The settings transition from this public arena to more private ones throughout the play – Sir Robert's morning room and Lord Goring's library. This transition echoes Sir Robert's conflict, and his willingness to sacrifice his career for his wife, if he must.
The morning room is a comfortable room with a fireplace and armchair. It's an appropriate venue for receiving less-intimate friends like Lady Markby and Mrs. Cheveley. Most of the philosophical debates happen in this room. It's where the hard work of changing minds happens, on the turf of our two serious characters, Sir Robert and Lady Chiltern.

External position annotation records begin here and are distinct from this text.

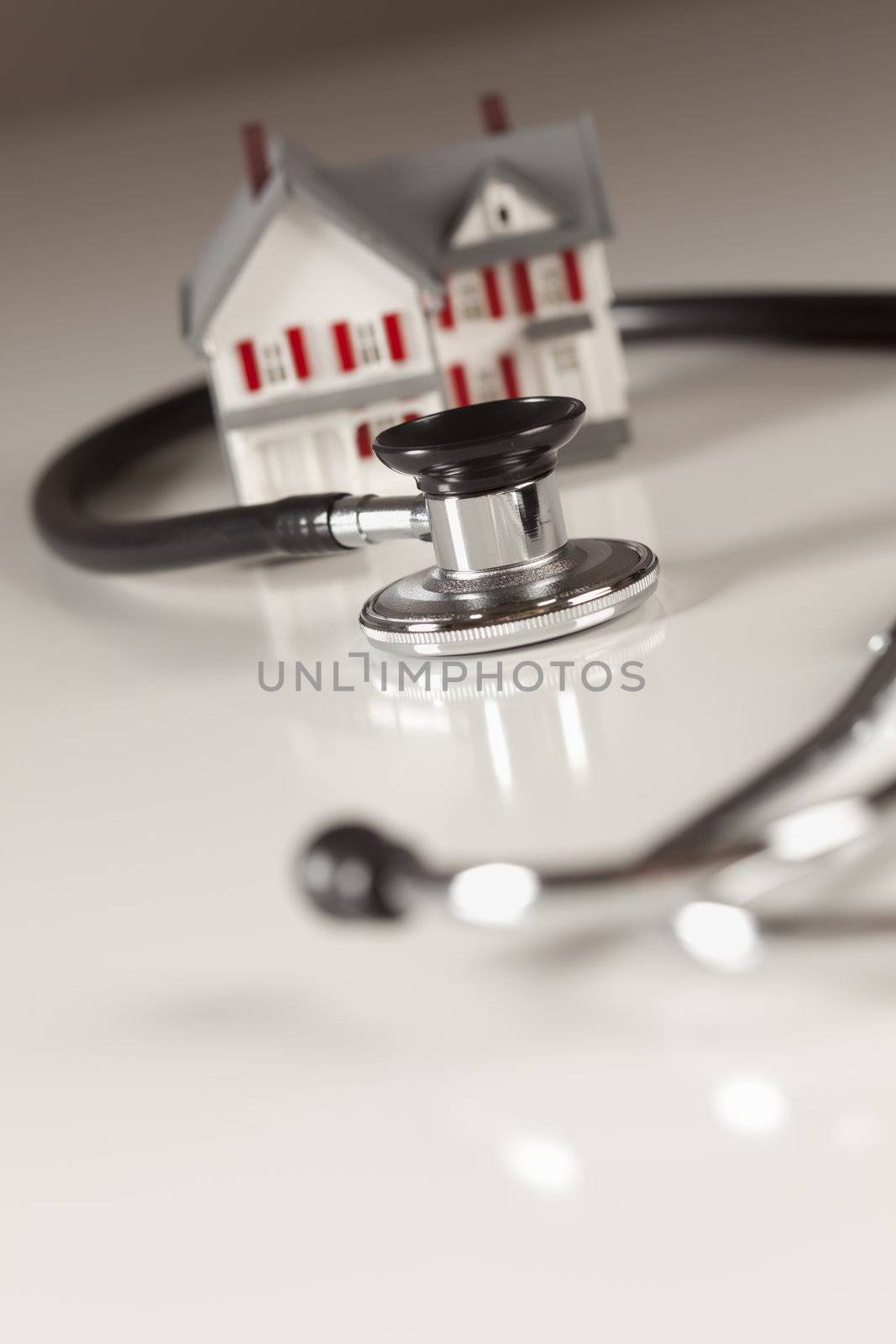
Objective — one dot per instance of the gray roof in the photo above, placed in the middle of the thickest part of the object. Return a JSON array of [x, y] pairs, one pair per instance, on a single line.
[[407, 206]]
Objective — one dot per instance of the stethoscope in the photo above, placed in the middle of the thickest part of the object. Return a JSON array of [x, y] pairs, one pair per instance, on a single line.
[[506, 575]]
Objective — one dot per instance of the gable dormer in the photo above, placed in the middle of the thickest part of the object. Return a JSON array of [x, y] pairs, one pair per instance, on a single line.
[[501, 205]]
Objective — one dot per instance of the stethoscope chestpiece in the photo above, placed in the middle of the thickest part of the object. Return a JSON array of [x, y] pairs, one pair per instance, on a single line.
[[506, 573]]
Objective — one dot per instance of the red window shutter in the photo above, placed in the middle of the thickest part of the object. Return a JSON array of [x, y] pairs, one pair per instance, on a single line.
[[396, 336], [508, 374], [459, 385], [523, 286], [574, 276], [248, 360], [446, 316], [298, 351], [492, 292], [344, 349], [364, 441]]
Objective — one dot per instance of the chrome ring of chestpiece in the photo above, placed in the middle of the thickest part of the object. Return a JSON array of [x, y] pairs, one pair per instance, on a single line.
[[506, 571]]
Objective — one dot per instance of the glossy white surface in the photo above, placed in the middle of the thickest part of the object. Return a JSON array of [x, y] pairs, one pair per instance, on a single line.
[[231, 1119], [224, 1119]]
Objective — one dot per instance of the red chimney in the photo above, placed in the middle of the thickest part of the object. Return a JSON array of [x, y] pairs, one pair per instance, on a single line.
[[255, 156], [495, 118]]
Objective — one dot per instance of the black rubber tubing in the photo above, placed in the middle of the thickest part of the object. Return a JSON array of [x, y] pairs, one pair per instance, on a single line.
[[300, 526]]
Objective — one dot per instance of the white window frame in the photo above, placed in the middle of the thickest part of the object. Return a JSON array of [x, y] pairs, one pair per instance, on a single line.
[[369, 342]]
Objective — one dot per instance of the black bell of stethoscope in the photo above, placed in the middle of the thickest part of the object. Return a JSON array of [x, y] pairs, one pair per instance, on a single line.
[[506, 571]]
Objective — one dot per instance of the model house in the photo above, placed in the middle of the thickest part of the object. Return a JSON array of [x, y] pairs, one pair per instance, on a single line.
[[332, 302]]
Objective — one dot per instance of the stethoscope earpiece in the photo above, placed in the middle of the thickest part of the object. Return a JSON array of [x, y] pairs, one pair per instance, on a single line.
[[506, 571]]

Hard work of another kind happens at Lord Goring's place. Once we see three doors leading into the library, we know we're in for some fun hijinks. A staple of farce, multiple entrances create the kind of misunderstandings and missed connections that keep audiences laughing and plot resolutions up in the air. Once Lord Caversham, Mrs. Cheveley, and Lord Caversham are all tucked into the various pockets of this one small area, Lord Goring is motivated to think fast. He's the kind of guy who does well under pressure.
The last act returns us to Sir Robert's morning room, where everything is tied up in a neat comedic bow. The last moment of the play is its most intimate one. In the same spot where they fought bitterly over Sir Robert's past, he and Lady Chiltern are left alone to reconcile. Gentle with him now, Lady Chiltern remarks that "For both of us a new life is beginning" (4.297).